A woman clutching her back, pushing a shopping cart looking for a doctor for her lupus.

Managing Doctor-Patient Relationships and Creating a Healthcare Team, Part 1

For those of you who were born before the millennium, medical treatment, living with a chronic illness, and navigating medical insurance was a nightmare. If you were lucky to have an employer-based insurance policy for you and your family, employers often changed insurance providers on a yearly basis.

Insurance coverage

To make life more stressful, insurance providers had the right to deny coverage to people with pre-existing chronic illnesses, although a caveat was implemented during the Clinton administration. The most difficult aspect of living with a chronic illness in the 20th Century was that the average medical provider accepted only a handful of medical insurance providers. These impediments caused three problems. It resulted in frequent changes to benefits; it meant that a patient had to wait before being treated for a pre-existing condition, and it made it difficult to maintain a good doctor-patient relationship.

Lupus in the 1990s

I was diagnosed with lupus in 1990 at the age of 16. I was covered under my mother’s insurance policy and my father’s insurance policy as long as I was in school and 25 years old or younger. If my parents' employers switched to a new insurance provider, that usually meant finding a new doctor. Between 1990 and 1992, I saw 6 different rheumatologists. So managing the doctor-patient relationship was very difficult. I was too young to fully understand how insurance worked. I just understood these frequent changes as a life. A challenge I chose to change once I finished school.

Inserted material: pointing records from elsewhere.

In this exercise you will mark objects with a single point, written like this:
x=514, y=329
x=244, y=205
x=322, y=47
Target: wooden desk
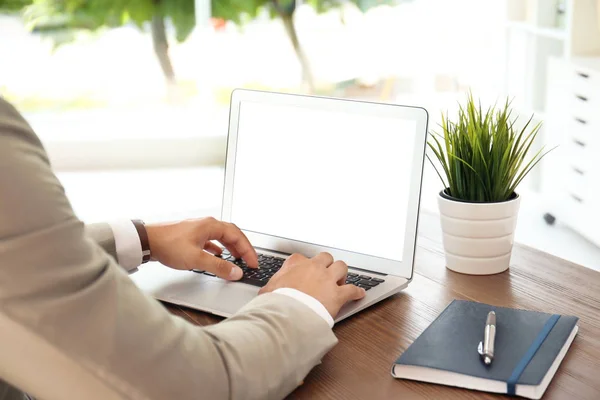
x=359, y=366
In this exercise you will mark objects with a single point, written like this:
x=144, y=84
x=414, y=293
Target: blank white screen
x=330, y=178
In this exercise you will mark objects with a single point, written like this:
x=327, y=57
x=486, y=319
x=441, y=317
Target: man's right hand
x=319, y=277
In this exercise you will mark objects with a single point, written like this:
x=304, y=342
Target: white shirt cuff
x=128, y=244
x=308, y=300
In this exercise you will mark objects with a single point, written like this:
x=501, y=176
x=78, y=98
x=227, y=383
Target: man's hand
x=318, y=277
x=187, y=245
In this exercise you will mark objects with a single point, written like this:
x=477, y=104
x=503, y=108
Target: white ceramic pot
x=478, y=237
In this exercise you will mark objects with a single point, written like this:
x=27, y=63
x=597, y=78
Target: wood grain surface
x=369, y=342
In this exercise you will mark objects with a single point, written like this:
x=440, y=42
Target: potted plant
x=483, y=158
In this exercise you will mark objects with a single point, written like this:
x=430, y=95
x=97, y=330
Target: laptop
x=306, y=175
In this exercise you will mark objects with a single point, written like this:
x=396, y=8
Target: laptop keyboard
x=269, y=265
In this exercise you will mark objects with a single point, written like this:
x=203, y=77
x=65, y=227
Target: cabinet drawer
x=585, y=108
x=576, y=183
x=578, y=154
x=585, y=83
x=579, y=130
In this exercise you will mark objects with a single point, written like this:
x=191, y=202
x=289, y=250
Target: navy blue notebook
x=529, y=348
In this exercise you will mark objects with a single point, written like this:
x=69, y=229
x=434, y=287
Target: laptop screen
x=330, y=178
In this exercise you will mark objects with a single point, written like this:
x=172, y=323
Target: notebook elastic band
x=511, y=384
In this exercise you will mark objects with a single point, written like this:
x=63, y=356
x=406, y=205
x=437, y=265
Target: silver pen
x=486, y=348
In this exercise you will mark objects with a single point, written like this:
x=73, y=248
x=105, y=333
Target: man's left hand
x=188, y=245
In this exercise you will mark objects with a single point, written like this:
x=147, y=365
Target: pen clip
x=480, y=348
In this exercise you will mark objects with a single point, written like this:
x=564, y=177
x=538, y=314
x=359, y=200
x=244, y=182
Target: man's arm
x=75, y=326
x=120, y=240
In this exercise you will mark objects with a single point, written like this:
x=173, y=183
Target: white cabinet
x=571, y=176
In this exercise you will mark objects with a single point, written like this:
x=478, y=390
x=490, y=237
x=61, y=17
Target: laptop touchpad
x=194, y=290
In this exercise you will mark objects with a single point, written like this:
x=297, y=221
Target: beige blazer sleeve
x=74, y=326
x=102, y=234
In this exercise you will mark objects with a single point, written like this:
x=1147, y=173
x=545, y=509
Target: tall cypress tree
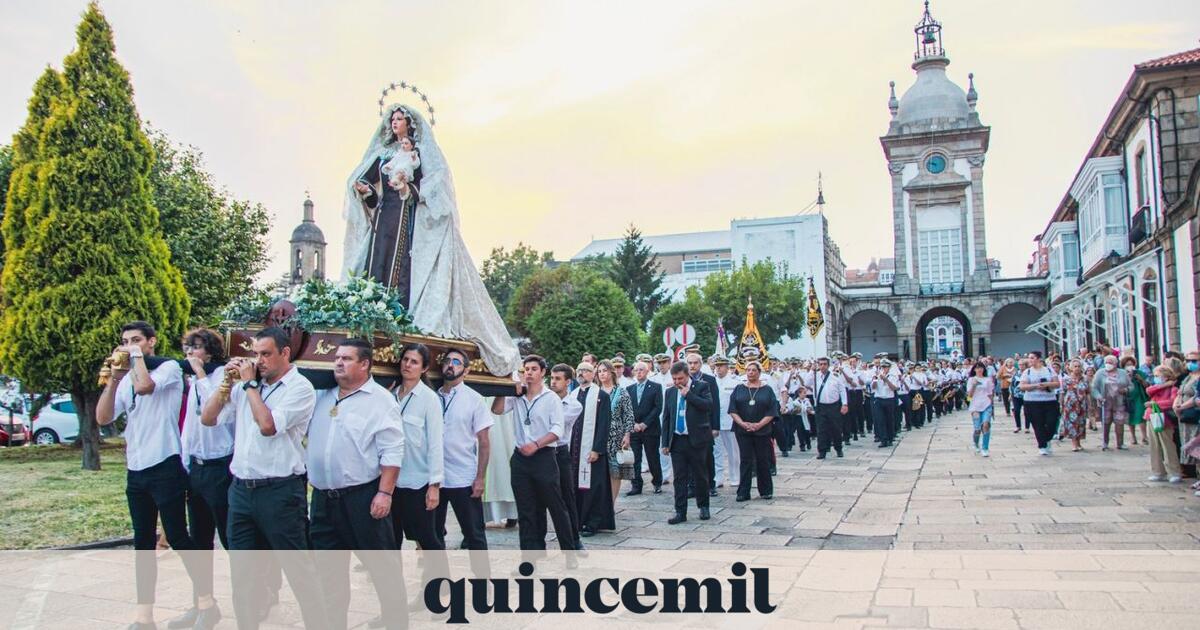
x=85, y=251
x=636, y=269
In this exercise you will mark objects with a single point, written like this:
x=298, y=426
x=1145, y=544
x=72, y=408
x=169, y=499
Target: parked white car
x=57, y=423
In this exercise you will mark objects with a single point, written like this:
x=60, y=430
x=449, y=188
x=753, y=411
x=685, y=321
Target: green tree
x=532, y=292
x=586, y=313
x=504, y=271
x=219, y=244
x=84, y=249
x=695, y=312
x=779, y=299
x=635, y=269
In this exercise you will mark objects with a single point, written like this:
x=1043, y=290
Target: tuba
x=118, y=361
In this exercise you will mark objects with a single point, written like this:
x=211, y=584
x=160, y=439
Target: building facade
x=1122, y=245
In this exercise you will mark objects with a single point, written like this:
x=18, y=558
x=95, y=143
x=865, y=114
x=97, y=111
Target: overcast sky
x=565, y=121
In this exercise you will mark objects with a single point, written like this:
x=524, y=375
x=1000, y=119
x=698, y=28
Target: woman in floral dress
x=1075, y=394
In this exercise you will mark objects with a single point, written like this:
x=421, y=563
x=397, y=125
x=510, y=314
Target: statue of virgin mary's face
x=399, y=124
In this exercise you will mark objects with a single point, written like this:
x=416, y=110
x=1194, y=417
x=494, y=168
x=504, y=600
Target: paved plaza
x=930, y=492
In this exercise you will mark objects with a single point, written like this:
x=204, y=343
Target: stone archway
x=1008, y=335
x=924, y=341
x=870, y=331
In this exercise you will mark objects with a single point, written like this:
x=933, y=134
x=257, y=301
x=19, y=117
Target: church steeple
x=929, y=37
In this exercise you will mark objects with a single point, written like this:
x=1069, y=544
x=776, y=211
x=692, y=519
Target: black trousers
x=468, y=511
x=537, y=489
x=1043, y=415
x=271, y=515
x=648, y=444
x=154, y=492
x=828, y=427
x=1018, y=405
x=885, y=419
x=690, y=465
x=341, y=523
x=208, y=511
x=853, y=423
x=755, y=451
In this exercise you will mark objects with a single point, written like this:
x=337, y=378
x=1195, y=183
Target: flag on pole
x=816, y=316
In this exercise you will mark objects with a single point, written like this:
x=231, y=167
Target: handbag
x=625, y=465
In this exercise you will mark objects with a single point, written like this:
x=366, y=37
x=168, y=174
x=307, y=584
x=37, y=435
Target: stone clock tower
x=935, y=149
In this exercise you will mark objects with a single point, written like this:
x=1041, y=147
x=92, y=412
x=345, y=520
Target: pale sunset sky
x=564, y=121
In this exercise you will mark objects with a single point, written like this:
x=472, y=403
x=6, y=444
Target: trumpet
x=118, y=361
x=229, y=377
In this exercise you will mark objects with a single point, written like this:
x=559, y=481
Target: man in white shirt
x=538, y=425
x=419, y=485
x=832, y=407
x=729, y=459
x=268, y=499
x=467, y=450
x=355, y=450
x=156, y=483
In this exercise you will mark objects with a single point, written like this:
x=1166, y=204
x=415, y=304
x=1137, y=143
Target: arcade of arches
x=961, y=325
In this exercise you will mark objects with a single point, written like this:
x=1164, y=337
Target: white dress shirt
x=151, y=431
x=351, y=437
x=199, y=441
x=831, y=390
x=424, y=453
x=463, y=415
x=257, y=456
x=535, y=418
x=571, y=412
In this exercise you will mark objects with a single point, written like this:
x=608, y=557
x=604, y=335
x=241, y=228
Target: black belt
x=336, y=493
x=217, y=461
x=264, y=483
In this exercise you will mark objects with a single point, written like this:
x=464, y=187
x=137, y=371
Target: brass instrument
x=118, y=361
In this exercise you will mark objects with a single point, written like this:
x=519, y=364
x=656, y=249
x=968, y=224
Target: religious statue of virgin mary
x=402, y=231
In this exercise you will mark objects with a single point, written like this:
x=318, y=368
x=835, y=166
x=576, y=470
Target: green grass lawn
x=47, y=501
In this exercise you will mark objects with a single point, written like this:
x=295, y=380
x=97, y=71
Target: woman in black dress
x=754, y=408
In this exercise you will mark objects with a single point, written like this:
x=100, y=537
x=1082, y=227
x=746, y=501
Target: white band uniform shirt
x=537, y=417
x=571, y=412
x=463, y=415
x=205, y=442
x=352, y=436
x=831, y=390
x=151, y=433
x=291, y=400
x=424, y=454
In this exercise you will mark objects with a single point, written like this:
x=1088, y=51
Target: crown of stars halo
x=405, y=85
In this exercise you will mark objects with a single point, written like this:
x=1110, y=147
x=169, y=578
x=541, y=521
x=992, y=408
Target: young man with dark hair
x=270, y=408
x=538, y=425
x=156, y=481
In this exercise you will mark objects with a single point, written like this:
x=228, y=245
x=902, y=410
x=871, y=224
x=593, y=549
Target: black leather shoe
x=185, y=621
x=208, y=618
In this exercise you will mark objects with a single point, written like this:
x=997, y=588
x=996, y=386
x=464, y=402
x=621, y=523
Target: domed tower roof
x=934, y=102
x=307, y=231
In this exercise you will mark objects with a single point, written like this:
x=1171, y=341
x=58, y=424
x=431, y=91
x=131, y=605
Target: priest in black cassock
x=589, y=457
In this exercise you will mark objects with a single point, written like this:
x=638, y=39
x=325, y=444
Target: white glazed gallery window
x=940, y=256
x=712, y=264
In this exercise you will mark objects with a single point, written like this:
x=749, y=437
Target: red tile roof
x=1177, y=59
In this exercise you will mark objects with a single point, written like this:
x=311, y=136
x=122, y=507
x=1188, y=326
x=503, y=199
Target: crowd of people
x=229, y=448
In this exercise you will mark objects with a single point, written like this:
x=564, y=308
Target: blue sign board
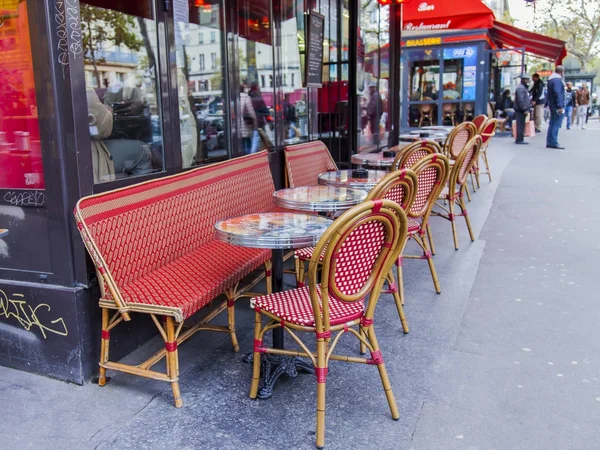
x=469, y=55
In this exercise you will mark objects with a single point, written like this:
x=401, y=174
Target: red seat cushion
x=294, y=306
x=192, y=281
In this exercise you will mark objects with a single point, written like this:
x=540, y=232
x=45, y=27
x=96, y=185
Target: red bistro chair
x=359, y=250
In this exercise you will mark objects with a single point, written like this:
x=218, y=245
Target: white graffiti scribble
x=74, y=28
x=25, y=198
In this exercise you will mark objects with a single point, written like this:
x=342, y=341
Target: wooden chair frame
x=406, y=180
x=393, y=218
x=457, y=182
x=429, y=147
x=488, y=131
x=422, y=236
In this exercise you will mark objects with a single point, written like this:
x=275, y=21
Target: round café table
x=373, y=160
x=344, y=178
x=321, y=198
x=278, y=231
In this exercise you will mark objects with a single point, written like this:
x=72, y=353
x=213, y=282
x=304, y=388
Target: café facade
x=101, y=94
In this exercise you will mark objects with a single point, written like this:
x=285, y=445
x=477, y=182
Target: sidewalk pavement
x=506, y=357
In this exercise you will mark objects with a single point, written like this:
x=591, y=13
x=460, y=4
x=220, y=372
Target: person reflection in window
x=113, y=157
x=249, y=121
x=429, y=92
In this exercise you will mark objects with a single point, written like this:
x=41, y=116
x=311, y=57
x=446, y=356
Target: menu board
x=314, y=50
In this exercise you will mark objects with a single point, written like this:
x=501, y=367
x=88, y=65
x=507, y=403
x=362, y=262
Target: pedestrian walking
x=538, y=100
x=556, y=102
x=522, y=107
x=583, y=103
x=570, y=104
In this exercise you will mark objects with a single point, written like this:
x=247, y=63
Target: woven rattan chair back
x=304, y=162
x=457, y=139
x=488, y=131
x=432, y=173
x=464, y=163
x=480, y=122
x=399, y=186
x=359, y=248
x=413, y=153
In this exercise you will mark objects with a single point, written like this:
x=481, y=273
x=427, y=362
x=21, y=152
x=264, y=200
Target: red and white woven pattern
x=488, y=132
x=192, y=281
x=458, y=143
x=148, y=226
x=397, y=194
x=413, y=226
x=462, y=174
x=414, y=158
x=426, y=183
x=357, y=255
x=294, y=306
x=304, y=163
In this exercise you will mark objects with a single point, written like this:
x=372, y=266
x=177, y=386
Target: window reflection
x=295, y=105
x=20, y=149
x=200, y=76
x=256, y=101
x=122, y=93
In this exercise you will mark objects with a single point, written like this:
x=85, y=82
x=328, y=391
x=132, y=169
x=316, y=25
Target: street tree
x=101, y=26
x=577, y=22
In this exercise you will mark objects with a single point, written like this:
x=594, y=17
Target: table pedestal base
x=274, y=366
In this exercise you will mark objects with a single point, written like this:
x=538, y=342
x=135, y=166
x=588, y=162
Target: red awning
x=433, y=15
x=536, y=44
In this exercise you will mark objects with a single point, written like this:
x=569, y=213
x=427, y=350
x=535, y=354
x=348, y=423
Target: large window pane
x=121, y=63
x=200, y=82
x=256, y=101
x=20, y=149
x=373, y=74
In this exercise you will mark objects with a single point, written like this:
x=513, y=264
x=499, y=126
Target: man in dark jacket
x=556, y=103
x=538, y=100
x=522, y=107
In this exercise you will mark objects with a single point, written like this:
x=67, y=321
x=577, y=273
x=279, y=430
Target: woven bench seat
x=189, y=283
x=154, y=250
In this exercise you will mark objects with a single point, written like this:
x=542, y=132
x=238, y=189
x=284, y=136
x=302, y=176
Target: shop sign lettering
x=16, y=308
x=423, y=42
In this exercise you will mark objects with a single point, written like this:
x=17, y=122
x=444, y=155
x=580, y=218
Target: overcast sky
x=522, y=13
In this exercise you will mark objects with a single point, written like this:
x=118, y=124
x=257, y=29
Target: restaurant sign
x=423, y=42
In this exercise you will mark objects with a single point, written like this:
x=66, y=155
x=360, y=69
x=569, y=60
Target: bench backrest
x=304, y=162
x=132, y=231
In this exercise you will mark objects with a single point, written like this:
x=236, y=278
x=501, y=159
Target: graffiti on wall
x=15, y=308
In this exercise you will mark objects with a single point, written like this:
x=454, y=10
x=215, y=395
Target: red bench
x=154, y=251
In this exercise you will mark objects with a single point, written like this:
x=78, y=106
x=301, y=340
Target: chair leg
x=173, y=361
x=427, y=255
x=104, y=345
x=268, y=276
x=451, y=206
x=256, y=355
x=385, y=380
x=398, y=298
x=230, y=294
x=300, y=272
x=400, y=278
x=430, y=238
x=321, y=372
x=463, y=208
x=487, y=165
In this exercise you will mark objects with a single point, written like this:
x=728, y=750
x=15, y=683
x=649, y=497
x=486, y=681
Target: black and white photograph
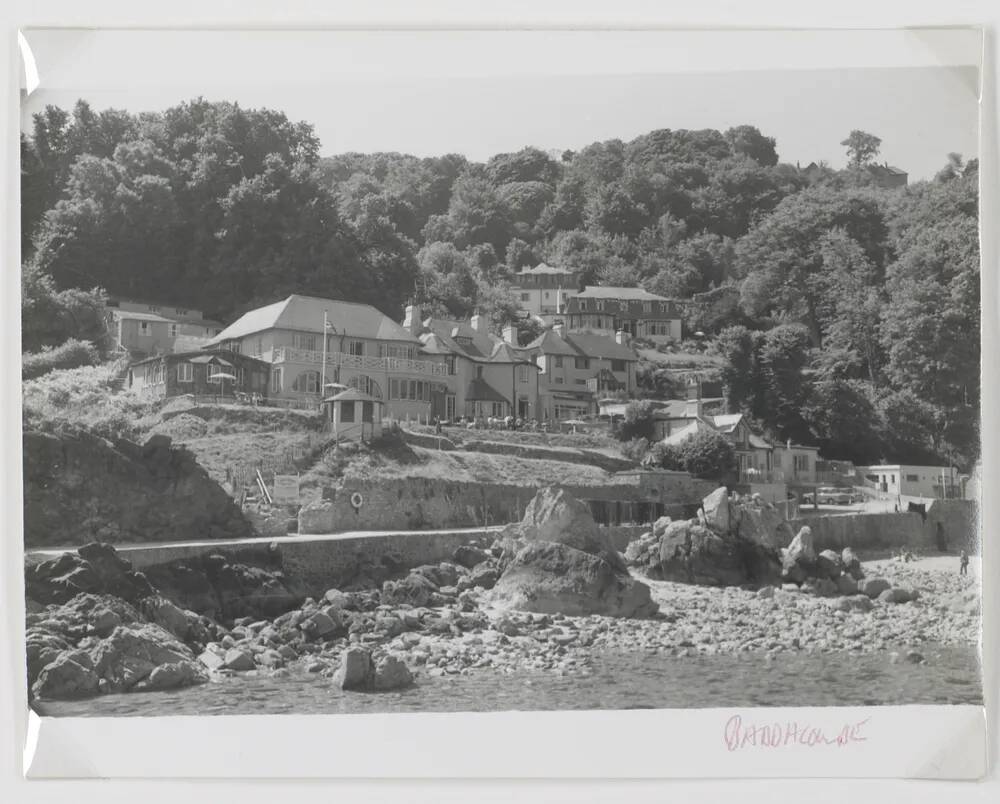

Tips for building a healthcare team

Research and reviews

Finding the right doctor and medical team requires research. Research means reaching out to your local lupus group and lupus magazines. The research includes reviewing website polling such as HealthGrades, Vitals, Google, Yelp, to name a few. Research means speaking with other patients about their experiences. Research means looking at the directory of professional groups like the American College of Rheumatology, or the American Academy of Dermatology.

Interview a doctor

You may need to interview a doctor before establishing the doctor-patient relationship. Finding the right doctor requires a little bit of luck. You may receive a reference from another who has a good relationship, but your relationship with that same doctor may not work out. You must educate yourself about your condition. Begin to understand your labs, your symptoms, and the treatments. Ultimately, finding the right doctor means knowing yourself and being an advocate for your own health.

Establish a good doctor-patient relationship

Over the course of the next few articles, I will discuss how to establish a good doctor-patient relationship. I will also talk about the importance of creating a lupus healthcare team and the steps to ensure you have both. I will talk about the importance of listening and honesty. I will talk about the importance of treating the body as a whole. I will include a section on the importance of knowing the support staff of each doctor. I will talk about resources and the importance of advocacy. Most importantly, I will discuss the importance of knowing thy self and know thy doctor so that you build a good doctor-patient relationship.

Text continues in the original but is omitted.